Indiana led the nation in economic growth in the fourth quarter of 2015, but still ended up lagging badly behind the national average in economic performance last year.
The state’s economy was the fastest growing in the nation at 3 percent in the last three months of the year, largely because of a surge in nondurable goods manufacturing, the notoriously cyclical industry Indiana remains heavily dependent on, even as other states have evolved into having more diversified, modern economies.
Nationally, nondurable-goods manufacturing grew by 4.5 percent in the fourth quarter, according to newly released U.S. Bureau of Economic Analysis data.
Despite the fourth-quarter surge, the Hoosier state’s gross domestic product grew by 1.7 percent in 2015, trailing far behind the national average of 2.4 percent and behind its 2014 growth rate of 2.2 percent.
Minnesota’s GDP grew at the fastest rate in the Midwest, at 2.4 percent, last year.
Illinois, which has the fifth largest economy in the country by GDP, had the second highest growth rate in the Midwest at 2.3 percent in 2015, due to gains in the agriculture, information and professional sectors.
Indiana’s gross domestic product grew at the 27th fastest rate in the nation last year when the District of Columbia is counted.
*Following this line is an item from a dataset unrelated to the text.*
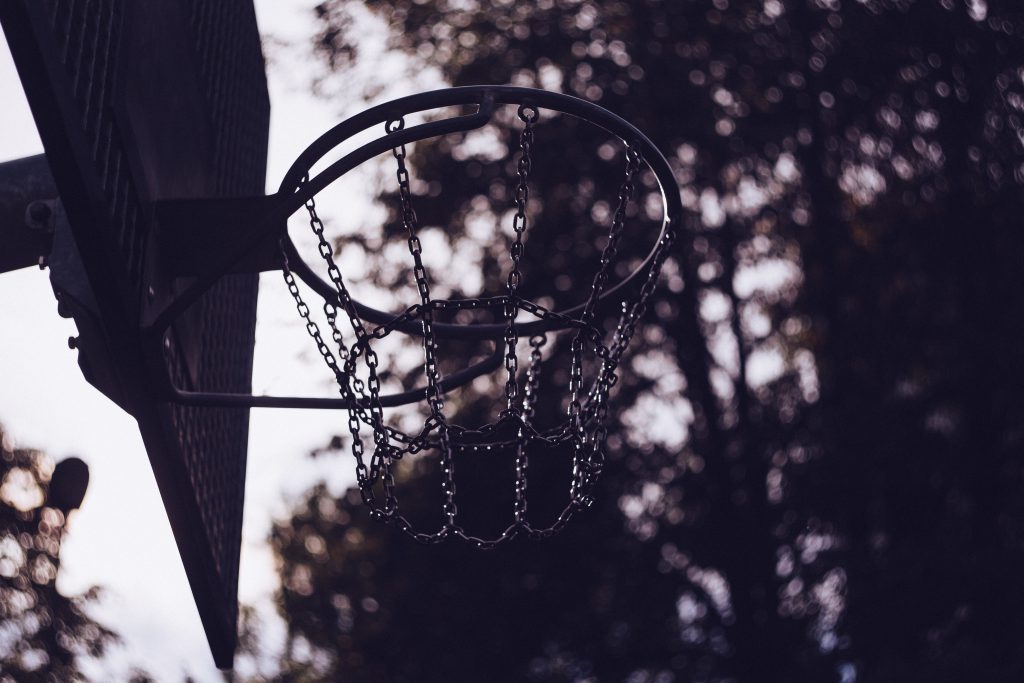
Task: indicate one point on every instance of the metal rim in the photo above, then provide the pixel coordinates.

It’s comparable to Indiana’s below-average unemployment rate of 5.2 percent, which was tied with Ohio for 30th nationally last month, according to the Bureau of Labor Statistics.
The mixed economic numbers the U.S. Department of Commerce released led to political sparring in an election year.
“This week, the federal government reported Indiana’s economic growth during the fourth quarter of 2015 ranked number one in the nation. It’s the latest in our string of successes,” state Sen. Brandt Hershman, R-Buck Creek, wrote in an op-ed.
The Indiana Democratic Party said the state has been falling behind the rest of the nation.
“The state’s real economy remains sluggish, income strength for Hoosiers has fallen, and quality of life has dropped under this administration,” said Drew Anderson, communications director.